就職先として、BtoB企業にはどのようなメリットがあるでしょうか。BtoB企業に就職する5つの魅力をご紹介しましょう。
1)業種が幅広い
先に述べたとおり、BtoB企業は生産財を提供する業種すべてを含みます。四季報に掲載されている33種の分類のうち、鉱業、化学、医薬品、金属製品、機械、倉庫・運輸関連業、卸売業など多くの業種がBtoBに当てはまりますが、BtoCビジネスに当たる業種は主に金融、小売、不動産、情報・通信業などに限られます。BtoB企業を就職先の候補にすることで幅広い業種から就職先を検討できるでしょう。
2)企業規模が大きい
BtoB企業では、企業を相手にして取引するので商品の量が多く、取引金額も大きいのが特徴です。素材メーカーのなかには世界トップレベルのシェアをもつ大企業も少なくありません。規模の大きい企業がすなわち安定した企業であるとは限りませんが、大きな取引を扱うことのできる基盤をもつBtoB企業は不況にも強いという見方もできます。
3)事業が安定している
ブランド力によるところが大きいBtoC企業に比べて、技術力や設備力が強みを発揮するBtoB企業は、流行に左右されることが少ないといわれます。

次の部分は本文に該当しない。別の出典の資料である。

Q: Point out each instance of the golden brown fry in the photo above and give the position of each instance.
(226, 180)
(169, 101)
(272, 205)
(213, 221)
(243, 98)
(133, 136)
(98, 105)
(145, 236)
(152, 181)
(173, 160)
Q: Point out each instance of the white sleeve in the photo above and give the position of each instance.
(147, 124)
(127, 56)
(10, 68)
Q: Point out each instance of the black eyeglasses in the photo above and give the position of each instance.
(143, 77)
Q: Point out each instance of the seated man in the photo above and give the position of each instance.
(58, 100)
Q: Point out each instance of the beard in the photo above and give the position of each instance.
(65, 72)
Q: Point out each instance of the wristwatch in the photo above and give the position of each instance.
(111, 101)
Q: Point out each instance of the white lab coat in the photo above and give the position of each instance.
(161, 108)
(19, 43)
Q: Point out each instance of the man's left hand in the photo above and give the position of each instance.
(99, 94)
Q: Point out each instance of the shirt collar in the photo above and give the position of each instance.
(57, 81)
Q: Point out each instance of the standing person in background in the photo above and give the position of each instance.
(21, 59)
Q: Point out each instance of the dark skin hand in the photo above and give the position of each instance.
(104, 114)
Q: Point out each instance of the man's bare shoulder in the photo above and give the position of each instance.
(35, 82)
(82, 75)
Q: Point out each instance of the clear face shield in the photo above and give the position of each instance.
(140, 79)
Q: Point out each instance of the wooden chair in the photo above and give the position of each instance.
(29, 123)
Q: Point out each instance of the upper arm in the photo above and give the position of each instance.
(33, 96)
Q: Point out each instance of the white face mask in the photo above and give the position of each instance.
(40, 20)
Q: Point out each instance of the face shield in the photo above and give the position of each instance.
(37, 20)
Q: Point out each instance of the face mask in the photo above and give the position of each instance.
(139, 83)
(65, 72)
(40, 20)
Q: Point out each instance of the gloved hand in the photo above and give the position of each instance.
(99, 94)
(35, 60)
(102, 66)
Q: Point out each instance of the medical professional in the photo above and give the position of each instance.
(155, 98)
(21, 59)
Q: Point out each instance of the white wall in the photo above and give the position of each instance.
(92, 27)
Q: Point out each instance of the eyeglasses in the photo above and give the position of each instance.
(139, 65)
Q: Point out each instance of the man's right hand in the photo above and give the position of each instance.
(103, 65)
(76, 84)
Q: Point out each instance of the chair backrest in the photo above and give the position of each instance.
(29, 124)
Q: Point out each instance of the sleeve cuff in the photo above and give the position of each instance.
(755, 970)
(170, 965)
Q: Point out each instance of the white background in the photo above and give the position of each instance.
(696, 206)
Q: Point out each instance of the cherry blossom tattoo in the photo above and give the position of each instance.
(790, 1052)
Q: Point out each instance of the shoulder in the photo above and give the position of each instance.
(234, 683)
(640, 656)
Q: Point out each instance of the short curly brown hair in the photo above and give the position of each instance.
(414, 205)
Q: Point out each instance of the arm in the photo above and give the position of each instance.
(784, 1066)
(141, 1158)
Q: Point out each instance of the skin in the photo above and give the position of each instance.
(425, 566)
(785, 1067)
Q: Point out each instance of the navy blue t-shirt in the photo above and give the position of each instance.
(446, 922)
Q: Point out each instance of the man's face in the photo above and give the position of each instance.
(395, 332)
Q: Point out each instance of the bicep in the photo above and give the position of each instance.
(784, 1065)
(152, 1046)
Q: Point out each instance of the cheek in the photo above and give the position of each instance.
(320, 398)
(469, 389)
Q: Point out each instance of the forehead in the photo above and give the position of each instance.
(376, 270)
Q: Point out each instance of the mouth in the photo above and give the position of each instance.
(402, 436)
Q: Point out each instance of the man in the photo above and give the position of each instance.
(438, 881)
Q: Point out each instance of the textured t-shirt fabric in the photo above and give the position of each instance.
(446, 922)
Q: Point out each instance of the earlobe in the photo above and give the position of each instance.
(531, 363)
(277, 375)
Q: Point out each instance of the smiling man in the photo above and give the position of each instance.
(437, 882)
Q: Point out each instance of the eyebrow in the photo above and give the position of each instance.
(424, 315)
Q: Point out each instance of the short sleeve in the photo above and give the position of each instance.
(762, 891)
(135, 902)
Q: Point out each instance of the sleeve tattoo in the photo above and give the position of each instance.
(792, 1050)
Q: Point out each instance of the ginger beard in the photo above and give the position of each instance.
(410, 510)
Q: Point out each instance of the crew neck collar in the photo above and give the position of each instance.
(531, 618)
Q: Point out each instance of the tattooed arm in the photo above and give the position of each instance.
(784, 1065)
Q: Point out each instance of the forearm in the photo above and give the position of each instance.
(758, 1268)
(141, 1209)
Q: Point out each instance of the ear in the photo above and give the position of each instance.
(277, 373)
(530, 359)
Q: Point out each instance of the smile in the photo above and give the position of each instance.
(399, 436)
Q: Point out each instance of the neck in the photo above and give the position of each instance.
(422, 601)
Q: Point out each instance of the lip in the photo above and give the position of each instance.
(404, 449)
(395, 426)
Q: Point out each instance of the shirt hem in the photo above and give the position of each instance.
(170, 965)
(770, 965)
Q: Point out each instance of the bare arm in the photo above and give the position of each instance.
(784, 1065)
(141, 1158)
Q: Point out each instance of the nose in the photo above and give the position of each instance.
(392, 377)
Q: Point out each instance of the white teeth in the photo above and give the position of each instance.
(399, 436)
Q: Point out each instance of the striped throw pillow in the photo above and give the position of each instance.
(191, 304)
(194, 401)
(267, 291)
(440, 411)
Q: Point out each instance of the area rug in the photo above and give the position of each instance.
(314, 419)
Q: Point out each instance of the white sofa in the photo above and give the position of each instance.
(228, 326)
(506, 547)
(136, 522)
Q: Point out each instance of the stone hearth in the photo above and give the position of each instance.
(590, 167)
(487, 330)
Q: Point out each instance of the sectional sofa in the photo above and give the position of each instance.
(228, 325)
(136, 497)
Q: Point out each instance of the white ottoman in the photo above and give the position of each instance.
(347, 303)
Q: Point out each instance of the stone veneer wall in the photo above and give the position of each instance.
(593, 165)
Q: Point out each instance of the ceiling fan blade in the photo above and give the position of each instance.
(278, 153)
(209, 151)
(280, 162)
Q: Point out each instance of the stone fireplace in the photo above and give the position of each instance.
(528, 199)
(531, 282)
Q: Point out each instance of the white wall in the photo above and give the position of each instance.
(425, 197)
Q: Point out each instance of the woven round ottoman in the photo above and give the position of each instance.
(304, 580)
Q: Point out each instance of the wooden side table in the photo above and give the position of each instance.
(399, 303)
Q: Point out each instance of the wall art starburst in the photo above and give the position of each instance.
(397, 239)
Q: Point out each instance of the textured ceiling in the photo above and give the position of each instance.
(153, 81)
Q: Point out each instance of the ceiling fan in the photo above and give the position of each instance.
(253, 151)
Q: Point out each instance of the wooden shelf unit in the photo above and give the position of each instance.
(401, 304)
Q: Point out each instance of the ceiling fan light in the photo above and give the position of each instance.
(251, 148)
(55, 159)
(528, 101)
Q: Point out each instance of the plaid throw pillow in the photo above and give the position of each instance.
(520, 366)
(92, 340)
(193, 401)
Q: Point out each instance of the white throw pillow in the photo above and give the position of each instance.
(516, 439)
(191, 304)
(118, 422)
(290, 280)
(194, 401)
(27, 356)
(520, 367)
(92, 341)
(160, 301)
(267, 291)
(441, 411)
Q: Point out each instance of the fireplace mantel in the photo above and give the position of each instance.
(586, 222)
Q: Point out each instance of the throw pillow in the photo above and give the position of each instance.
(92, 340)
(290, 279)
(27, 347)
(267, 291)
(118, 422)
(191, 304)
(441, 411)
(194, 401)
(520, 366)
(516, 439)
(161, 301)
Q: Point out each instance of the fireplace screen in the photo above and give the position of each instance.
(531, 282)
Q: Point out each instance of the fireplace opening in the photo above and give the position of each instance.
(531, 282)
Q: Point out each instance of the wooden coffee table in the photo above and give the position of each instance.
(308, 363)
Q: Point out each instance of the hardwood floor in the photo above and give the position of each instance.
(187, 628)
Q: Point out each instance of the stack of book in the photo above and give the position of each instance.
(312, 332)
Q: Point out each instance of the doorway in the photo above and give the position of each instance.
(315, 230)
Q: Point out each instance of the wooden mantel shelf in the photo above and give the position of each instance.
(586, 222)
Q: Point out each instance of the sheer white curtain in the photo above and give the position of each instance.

技術力が高い企業は高価格で売ることで高収益を得られますし、設備力が高く大量に商品を製造できる企業は低コストで高収益を生み出すことが可能です。小規模の工場でも独自の高い技術力で安定した経営を実現している企業もあり、“知られざる優良企業”が多いのもBtoB企業の特徴です。
4)社会への貢献
BtoB企業にはインフラ設備に貢献する企業が多くあります。中小の部品メーカーであっても、商品が認められれば世界中で使われることも可能です。メーカーだけでなく商品を過不足なく流通させる卸売業なども産業の下支えとなり、BtoB企業の社員からは “縁の下の力持ち”であるという誇りとやりがいを感じるという声も聞かれます。就職後、仕事に対して高いモチベーションをもてる企業を選びたいものです。
5)就活で競争率が低い
イメージ戦略が重視されるBtoC企業は広告などを出すことも多く、知名度も高いため就活において競争率が高いのが現状です。テレビCMを出す企業はいずれも少数の大企業であり狭き門になりがちですが、有名企業=優良企業とは限りません。BtoB企業は、学生自身が業界紙などを読んで研究しなくては目に留まりにくいため、優良企業を見つけるチャンスが多いといえるでしょう。積極的にリサーチしましょう。
以上のように、BtoB企業とBtoC企業はマーケティング方法や仕事の進め方は違いますが、常に世の中の流れにアンテナを張って顧客の信頼を得るという仕事の本質は同じかもしれません。「ユーザーに喜ばれる仕事」は、BtoB企業でもBtoC企業でも可能です。他の就活生が目を向けることが少ないBtoB企業に注目し、魅力ある企業を探してみてはいかがでしょうか。